About the Artist

I am obsessed with the predicament of the human form, both its fragility and its dominance in the environment. The son of an immigrant tool and die maker who was permanently paralyzed in an industrial accident, I grew up preoccupied with the notion of wholeness—of body and place. I was trained at a very young age to look carefully at how things work, to steal with my eyes (as my father put it) while poring over the shops and drafting tables of his practice. This tendency toward visual appraisal was undoubtedly honed by seeing my father, as powerful as he was, struggle against the realities of living with half of a functional body. Despite the adaptive equipment, some loss cannot be engineered away.
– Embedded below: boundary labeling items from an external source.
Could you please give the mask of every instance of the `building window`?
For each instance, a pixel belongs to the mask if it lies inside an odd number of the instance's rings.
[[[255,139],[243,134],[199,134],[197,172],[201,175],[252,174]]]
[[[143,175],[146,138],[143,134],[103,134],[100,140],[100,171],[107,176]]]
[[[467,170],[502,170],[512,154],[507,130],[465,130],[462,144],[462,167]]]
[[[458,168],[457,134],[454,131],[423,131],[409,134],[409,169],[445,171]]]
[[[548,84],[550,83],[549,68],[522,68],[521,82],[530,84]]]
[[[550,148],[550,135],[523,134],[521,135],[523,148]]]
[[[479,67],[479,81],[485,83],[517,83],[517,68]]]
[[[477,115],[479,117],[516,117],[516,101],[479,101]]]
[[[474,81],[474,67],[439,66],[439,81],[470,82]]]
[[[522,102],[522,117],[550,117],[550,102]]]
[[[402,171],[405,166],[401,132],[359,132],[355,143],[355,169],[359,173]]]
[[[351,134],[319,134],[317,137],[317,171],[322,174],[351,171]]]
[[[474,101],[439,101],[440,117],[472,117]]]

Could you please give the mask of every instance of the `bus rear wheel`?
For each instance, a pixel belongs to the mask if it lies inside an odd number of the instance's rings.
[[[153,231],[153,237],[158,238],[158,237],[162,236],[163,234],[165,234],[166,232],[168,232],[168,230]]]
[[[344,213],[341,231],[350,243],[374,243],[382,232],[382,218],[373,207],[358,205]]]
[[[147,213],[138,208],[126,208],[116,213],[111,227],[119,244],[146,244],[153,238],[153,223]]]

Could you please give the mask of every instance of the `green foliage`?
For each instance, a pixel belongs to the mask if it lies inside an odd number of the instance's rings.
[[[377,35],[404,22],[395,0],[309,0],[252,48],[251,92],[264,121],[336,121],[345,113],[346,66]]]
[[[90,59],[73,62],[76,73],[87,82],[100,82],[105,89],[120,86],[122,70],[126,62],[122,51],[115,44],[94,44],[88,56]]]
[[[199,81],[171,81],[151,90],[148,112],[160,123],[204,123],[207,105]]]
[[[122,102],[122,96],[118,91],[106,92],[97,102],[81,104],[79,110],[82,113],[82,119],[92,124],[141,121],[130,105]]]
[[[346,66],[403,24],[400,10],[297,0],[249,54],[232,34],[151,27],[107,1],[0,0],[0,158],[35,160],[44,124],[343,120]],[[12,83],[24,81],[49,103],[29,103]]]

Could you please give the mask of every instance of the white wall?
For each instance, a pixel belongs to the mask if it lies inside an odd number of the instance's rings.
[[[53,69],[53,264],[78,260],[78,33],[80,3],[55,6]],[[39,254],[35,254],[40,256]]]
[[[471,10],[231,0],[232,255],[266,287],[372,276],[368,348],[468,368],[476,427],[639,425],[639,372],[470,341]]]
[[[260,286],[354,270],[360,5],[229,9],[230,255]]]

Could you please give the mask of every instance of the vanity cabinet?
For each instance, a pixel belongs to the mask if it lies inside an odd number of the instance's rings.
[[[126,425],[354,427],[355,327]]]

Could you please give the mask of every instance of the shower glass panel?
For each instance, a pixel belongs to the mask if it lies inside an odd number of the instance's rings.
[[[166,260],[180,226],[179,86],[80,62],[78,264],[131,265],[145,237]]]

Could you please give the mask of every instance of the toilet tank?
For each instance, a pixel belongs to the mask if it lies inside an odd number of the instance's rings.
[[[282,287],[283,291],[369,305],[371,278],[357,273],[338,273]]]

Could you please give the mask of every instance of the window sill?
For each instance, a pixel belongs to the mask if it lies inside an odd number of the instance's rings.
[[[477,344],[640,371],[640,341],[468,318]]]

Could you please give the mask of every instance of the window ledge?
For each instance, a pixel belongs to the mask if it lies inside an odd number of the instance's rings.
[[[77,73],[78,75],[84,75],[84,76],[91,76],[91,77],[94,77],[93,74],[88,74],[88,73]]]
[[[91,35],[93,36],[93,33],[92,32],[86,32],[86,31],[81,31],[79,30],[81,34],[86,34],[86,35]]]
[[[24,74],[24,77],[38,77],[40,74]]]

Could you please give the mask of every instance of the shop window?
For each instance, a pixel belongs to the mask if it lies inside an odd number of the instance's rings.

My current ceramic series investigates the body in a state of ambiguous metamorphosis. Many works are formed by grafting individual parts together in a manner that nods at structural order but disregards anatomical and proportional correctness. Irregular outgrowths in the material signal erratic germination or atrophy—a misfiguration of appendages. The resulting forms are often simultaneously heroic and absurd—they acknowledge the limitations of the body and flout conventional response systems. Where traditional figurative sculpture often captures a predictable motion in time and space, my work changes as the viewer moves around it. What happens on one side might be wholly unanticipated on the other. By working against symmetry, I defy the expectations of wholeness for the body. Drawing on human, animal, and unworldly bodies, the figures precariously gesture, as if even they don’t know what they truly are. Their stilled and puzzled nature is my grasping for truth or a viable system to make things whole.

Arny Nadler was born in 1969 in Chicago. He lives in St. Louis where he is an Associate Professor of Art at the Sam Fox School of Design and Visual Arts, Washington University in St. Louis. He chaired undergraduate art from 2013-2018.